Tuesday, June 12, 2012

Current Conditions Index Report: April 2012

This is an abbreviated version of my Current Conditions Index report for April (it excludes tables and The Bottom Line). I you want to read the full version, please go to my web site: http://www.llardaro.com .

Analyzing and forecasting an economy has always been part science and part art. In light of the situation Rhode Island currently finds itself in, based on the likelihood that the “official” labor market data for this state is inaccurate, I guess you can add navigating through fact versus fiction to the above list. 

Since existing labor market data are very likely understating two CCI indicators, Private Service Producing Employment and Employment Service Jobs, and overstating one other, the Unemployment Rate, I will now be providing two CCI estimates each month as the likely range for the CCI. This will continue until the flawed data disappears, hopefully next February.

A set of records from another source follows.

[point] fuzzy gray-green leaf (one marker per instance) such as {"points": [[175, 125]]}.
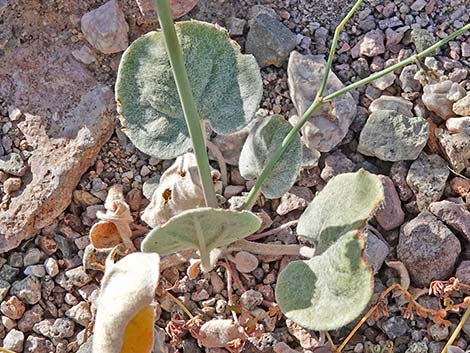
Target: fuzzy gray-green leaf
{"points": [[226, 85], [264, 139], [327, 291], [346, 203], [203, 229]]}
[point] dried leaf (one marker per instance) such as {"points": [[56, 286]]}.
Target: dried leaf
{"points": [[124, 318], [179, 189]]}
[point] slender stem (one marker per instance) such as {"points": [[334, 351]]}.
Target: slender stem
{"points": [[255, 191], [334, 44], [398, 65], [457, 330], [187, 100]]}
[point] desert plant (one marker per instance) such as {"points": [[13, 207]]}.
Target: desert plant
{"points": [[170, 83]]}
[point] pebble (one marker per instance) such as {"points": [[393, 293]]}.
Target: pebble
{"points": [[269, 41], [462, 106], [14, 341], [391, 136], [52, 267], [13, 308], [27, 290], [428, 249], [390, 215], [80, 313], [297, 198], [327, 127], [459, 124], [453, 215], [335, 164], [11, 185], [427, 178], [251, 299], [105, 28], [439, 97], [456, 148], [13, 164]]}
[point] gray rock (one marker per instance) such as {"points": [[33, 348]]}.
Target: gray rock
{"points": [[427, 179], [327, 127], [397, 104], [428, 249], [391, 136], [439, 97], [14, 341], [376, 251], [336, 163], [462, 106], [35, 344], [28, 290], [105, 28], [463, 274], [422, 39], [407, 81], [460, 124], [13, 164], [269, 41], [456, 148], [453, 215], [390, 215], [395, 327]]}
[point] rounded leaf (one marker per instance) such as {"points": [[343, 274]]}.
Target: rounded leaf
{"points": [[327, 291], [203, 229], [346, 203], [226, 86], [264, 139]]}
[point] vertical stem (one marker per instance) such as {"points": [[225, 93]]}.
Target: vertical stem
{"points": [[187, 100]]}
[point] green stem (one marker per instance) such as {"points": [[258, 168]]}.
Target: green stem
{"points": [[255, 191], [334, 44], [187, 100]]}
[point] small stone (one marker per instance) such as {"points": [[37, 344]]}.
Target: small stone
{"points": [[390, 215], [438, 332], [78, 277], [269, 41], [439, 97], [372, 44], [80, 313], [14, 341], [51, 266], [297, 198], [12, 308], [391, 136], [33, 256], [28, 290], [335, 164], [13, 164], [456, 148], [384, 82], [327, 127], [462, 106], [251, 299], [422, 39], [463, 273], [395, 327], [246, 262], [397, 104], [105, 28], [84, 55], [460, 124], [428, 249], [427, 178], [11, 185], [453, 215]]}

So, in spite of what you continue to hear in this state, payroll employment has not fallen for eight consecutive months. Nor is Rhode Island close to a double-dip recession. Interestingly, though, with that many alleged consecutive drops in employment, why haven’t those analysts who believe the currently released labor market data actually made the recession call? I had avoided doing that prior to the revelation of the flawed labor market data, since the Current Conditions Index failed then, as it continues now, to show the requisite signal for a recession: six or more consecutive values in the contraction range of below 50.

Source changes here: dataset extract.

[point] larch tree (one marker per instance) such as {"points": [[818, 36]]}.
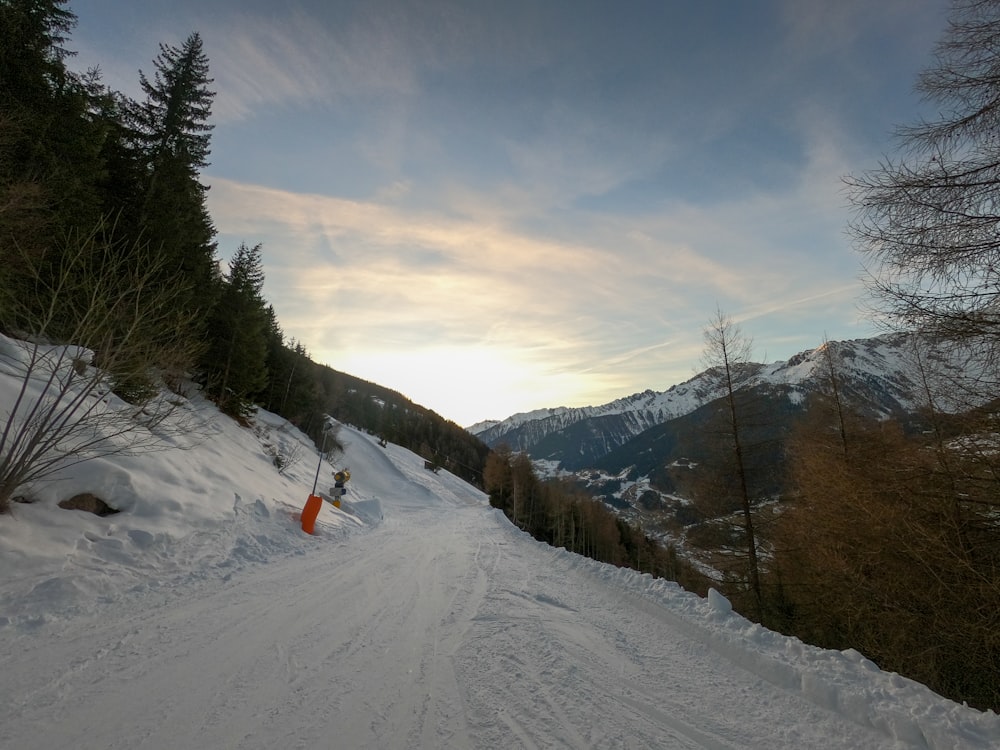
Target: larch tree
{"points": [[727, 358], [926, 221]]}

With all of this in mind, Rhode Island entered the second quarter of 2012 on a positive note, as its re-acceleration from the mid-2011 doldrums continued. In spite of the fact that Current Conditions Index values based on the faulty existing labor market data (upper values) continue to show readings barely above stall speed, allowing for likely data revisions, the CCI has moved into the range of 67—75 throughout this entire year. This should not be construed as indicating that this recent acceleration is particularly rapid. Rhode Island continues to find itself in a sluggish recovery. It is the persistence of these higher CCI values that matters the most for now. We have moved above stall speed. As of April, Rhode Island’s recovery reached its 26th month.

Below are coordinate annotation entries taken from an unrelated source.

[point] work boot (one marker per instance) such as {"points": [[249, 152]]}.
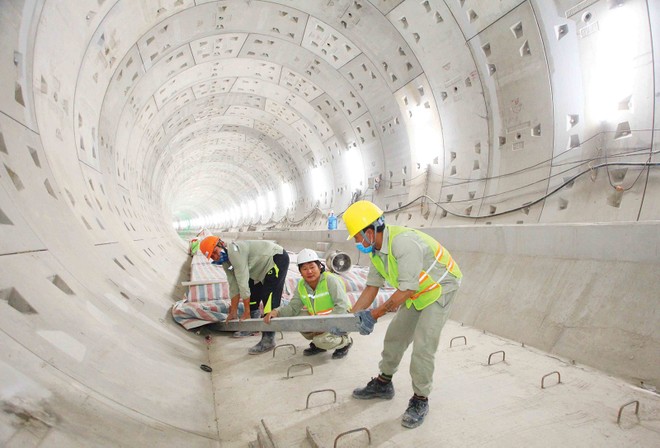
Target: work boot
{"points": [[254, 314], [266, 344], [313, 350], [375, 389], [414, 415], [341, 352]]}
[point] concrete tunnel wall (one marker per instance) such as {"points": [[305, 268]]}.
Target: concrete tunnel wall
{"points": [[102, 140]]}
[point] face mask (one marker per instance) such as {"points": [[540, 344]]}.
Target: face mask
{"points": [[361, 248], [364, 250], [222, 258]]}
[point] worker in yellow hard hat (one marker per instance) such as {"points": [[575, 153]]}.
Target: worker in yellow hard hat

On a year-over-year basis, four of the five non-survey-based CCI indicators improved. Only three of the five showed improvement on a monthly basis, though — something for us to keep an eye on. Retail Sales increased by 1.6 percent, its eighth consecutive improvement compared to year-earlier values. Part of this is no doubt related to the skilled Rhode Islanders we rent out to neighboring states who bring their income home with them from states whose jobless rates we can only fantasize about here. Clearly, though, Retail Sales momentum is continuing. Along with this, US Consumer Sentiment rose as well, by 9.2 percent. For both of these indicators, April values exceeded their March levels. New home construction, based on Single-Unit Permits, continued its roller coaster ride, rising by 7.5 percent in April relative to last year. It too rose relative to March. New Claims for Unemployment Insurance, a leading labor market indicator that reflects layoffs, declined by 8.8 percent, its fifth improvement in the last six months. Finally, Benefit Exhaustions, reflective of longer-term unemployment, failed to improve for the first time in almost a year.